In the breathless moment before the cameras clicked into action, the young man’s face was quickly repowdered. The hausfrau glanced at him with a mixture of impatience and affection. What a coxcomb! How vain the French were; how foolishly concerned in all things by outward appearance. She stifled an indulgent shrug as he turned towards her, noticing, half surprised that he was not looking directly at her, but over her shoulder, beyond. She forced a grim little smile for the Press. There must be no chink in their display of union; but she was well aware that her young partner’s eyes were focussed on Frankfurt, the fount of euro money. No doubt he worried about the gaping imbalance between their economies and the urgent need to redress the domestic situation in France, yet, so strong was the desire of his Eurocrats and functionaries to shackle themselves to Germany that they were talking of ever closer union in many areas, including defence!
Was the bridegroom bearing precious gifts?
Meanwhile, the choirs and young players of the European orchestra sent thunderous volleys of music up and up into the echoing, aged architecture. It was magnificent, challengingly and yet oddly incongruous for this would be celebration of nuptials between the heirs of Charlemagne sounded jaded, meaningless, almost anachronistic , no longer expressing as in 1963, a triumphant sharing of values, but rather a growing fear of uncertainty.
The couple embraced.There were short speeches in French and in German and then it was over: time to mingle, hands were briefly held, shoulders touched, cheeks brushed.They stepped out into the bracing January wind.
To right and to left, clothed in fluorescent, yellow jacketed crowds came surging, shouting, chanting, not love or congratulations but anger and derision.
‘Well, here are the bridesmaids,’ quipped a pressman.
‘Who the hell are they exactly?’ he asked, turning to a French official.
‘Mostly farmers and mostly doomed”.
“What about the CAP, subsidies and all that?’
‘Look, we don’t really like our peasants, they’re not like your English gentleman farmers, they’re mean and selfish and inefficient. What we want is massive production not pathetic, little farmyards out of kiddy books on animals.’

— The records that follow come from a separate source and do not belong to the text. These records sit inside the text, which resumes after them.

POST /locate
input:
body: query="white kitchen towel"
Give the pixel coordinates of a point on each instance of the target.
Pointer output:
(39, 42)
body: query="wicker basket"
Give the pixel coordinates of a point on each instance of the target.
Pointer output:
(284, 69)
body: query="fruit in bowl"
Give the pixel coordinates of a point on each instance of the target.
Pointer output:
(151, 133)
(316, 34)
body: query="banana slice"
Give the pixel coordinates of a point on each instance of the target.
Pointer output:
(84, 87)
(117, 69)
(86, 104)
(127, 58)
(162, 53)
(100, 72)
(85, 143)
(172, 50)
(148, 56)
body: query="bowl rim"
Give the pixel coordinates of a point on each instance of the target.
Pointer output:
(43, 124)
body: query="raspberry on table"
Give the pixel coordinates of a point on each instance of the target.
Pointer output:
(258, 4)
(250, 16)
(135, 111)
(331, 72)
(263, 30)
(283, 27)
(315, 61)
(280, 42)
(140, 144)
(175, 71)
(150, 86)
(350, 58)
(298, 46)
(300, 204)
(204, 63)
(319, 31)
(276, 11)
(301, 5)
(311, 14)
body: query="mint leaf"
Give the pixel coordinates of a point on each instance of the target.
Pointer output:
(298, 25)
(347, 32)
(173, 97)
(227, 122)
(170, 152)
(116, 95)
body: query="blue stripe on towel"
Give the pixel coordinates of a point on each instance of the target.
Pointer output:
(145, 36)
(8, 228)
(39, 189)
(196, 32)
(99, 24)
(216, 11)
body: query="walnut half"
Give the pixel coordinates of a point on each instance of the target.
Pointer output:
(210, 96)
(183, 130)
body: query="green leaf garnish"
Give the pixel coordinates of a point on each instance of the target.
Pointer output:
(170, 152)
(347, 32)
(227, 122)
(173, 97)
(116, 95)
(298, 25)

‘You mean that France would become a mini Kansas, all combine harvesters and not a cow or a sheep in sight, not even a dragonfly?’ He added wistfully.
‘Sounds about right.’
‘What about Michel Houellebecq’s Aymeric? You’re French, you’ve read about him. He wasn’t mean or selfish and he stood for a France we’ve all loved and understood?’
‘And then he shot himself didn’t he? He was no longer adapted. You’re just an English romantic.You don’t understand planning.’
The pressman fell silent. He had seen planning sit ill at ease with freedom and democracy. Before making his way with the guests to the wedding breakfast of champagne and petit fours in the local town hall, he looked back at the yellow jacketed protesters. They were sitting munching their home made sandwiches and waiting, with the patience born of the countryside.